Image downloads are for educational use only. For all other purposes, please see our Obtaining and Using Images page.

© Ronny Quevedo

Image downloads are for educational use only. For all other purposes, please see our Obtaining and Using Images page.

no halftime (ode to my father), 2020

Artwork Details

Materials

paint, screenprint and gold leaf on contact paper

Measurements

sheet: 66 1/2 x 28 inches (168.91 x 71.12 cm)

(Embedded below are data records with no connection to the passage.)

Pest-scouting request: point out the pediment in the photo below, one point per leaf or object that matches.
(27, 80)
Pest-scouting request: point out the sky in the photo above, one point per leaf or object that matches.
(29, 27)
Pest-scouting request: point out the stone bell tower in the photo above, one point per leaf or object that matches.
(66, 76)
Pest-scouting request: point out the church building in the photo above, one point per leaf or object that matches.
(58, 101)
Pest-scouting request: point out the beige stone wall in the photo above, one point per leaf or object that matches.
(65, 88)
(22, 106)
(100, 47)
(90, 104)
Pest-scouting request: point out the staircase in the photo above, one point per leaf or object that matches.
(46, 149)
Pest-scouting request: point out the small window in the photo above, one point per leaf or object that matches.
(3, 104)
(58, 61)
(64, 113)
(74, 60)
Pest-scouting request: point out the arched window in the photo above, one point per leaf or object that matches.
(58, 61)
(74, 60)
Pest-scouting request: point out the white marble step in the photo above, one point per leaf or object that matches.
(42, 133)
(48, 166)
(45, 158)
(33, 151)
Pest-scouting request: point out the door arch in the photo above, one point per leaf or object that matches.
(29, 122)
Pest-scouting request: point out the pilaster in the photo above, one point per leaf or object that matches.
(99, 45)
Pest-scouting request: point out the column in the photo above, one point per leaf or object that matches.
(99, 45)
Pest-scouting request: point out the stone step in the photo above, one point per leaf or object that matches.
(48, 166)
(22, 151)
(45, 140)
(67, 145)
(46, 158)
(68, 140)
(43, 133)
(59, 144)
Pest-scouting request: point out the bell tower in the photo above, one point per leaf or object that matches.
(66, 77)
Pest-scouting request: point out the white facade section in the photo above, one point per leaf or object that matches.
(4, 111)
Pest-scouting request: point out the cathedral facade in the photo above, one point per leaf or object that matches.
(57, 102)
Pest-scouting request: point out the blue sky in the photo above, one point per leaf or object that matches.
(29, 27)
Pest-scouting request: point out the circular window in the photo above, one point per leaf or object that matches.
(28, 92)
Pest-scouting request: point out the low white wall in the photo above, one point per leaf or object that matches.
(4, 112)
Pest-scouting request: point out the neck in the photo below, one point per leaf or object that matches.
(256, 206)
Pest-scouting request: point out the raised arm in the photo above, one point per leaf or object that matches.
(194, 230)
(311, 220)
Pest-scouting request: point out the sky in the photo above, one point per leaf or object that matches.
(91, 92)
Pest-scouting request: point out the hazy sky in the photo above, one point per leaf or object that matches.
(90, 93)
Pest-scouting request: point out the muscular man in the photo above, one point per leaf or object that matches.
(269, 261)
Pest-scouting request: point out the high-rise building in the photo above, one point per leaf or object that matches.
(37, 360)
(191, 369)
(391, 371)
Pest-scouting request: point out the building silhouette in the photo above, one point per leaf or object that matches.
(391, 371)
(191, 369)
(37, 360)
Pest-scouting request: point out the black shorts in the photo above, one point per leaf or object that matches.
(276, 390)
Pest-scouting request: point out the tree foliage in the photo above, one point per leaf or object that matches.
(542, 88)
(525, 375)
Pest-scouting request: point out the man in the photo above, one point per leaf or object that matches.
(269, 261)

Collection Buffalo AKG Art Museum

Credit

Gift of the Winfield Foundation, by exchange, and Jamie and Emmett Watson, 2021

Accession ID

2021:4

Ronny Quevedo’s mother is a seamstress and dressmaker and his father played soccer professionally in Ecuador. Though drawn from personal history, Quevedo’s work conveys stories that relate to the experience of many immigrants. When the family moved to the United States, his father worked as a referee and joined a local amateur soccer league largely composed of migrants from Central and South America and the Caribbean. Despite arriving from different places, the players shared a language and the experience of assimilating to life in the United States. These weekly gatherings came to carry a ritualistic significance for Quevedo. The teams often played indoors in high school gymnasiums, revealing, for the artist, how such sites can be repurposed and reinvented.

Quevedo’s no halftime (ode to my father) is a composition on paper that he created as part of the development of the large-scale installation the killing floor (el piso de matanza) for the Albright-Knox exhibition Comunidades Visibles: The Materiality of Migration. Wood contact paper, cut to mimic the long and narrow floorboards of a gymnasium, is punctuated with gold leaf and black paint. The marked lines of a basketball court are therefore rearranged, destabilizing the visual vocabulary of any individual sport. “By altering the function of lines on the floor,” Quevedo explains, the players “created their own rules within the existing order of things.” The artist is interested in what he calls the “freedom of function,” separating materials from their usual uses in order to connect with his experiences of migration and assimilation.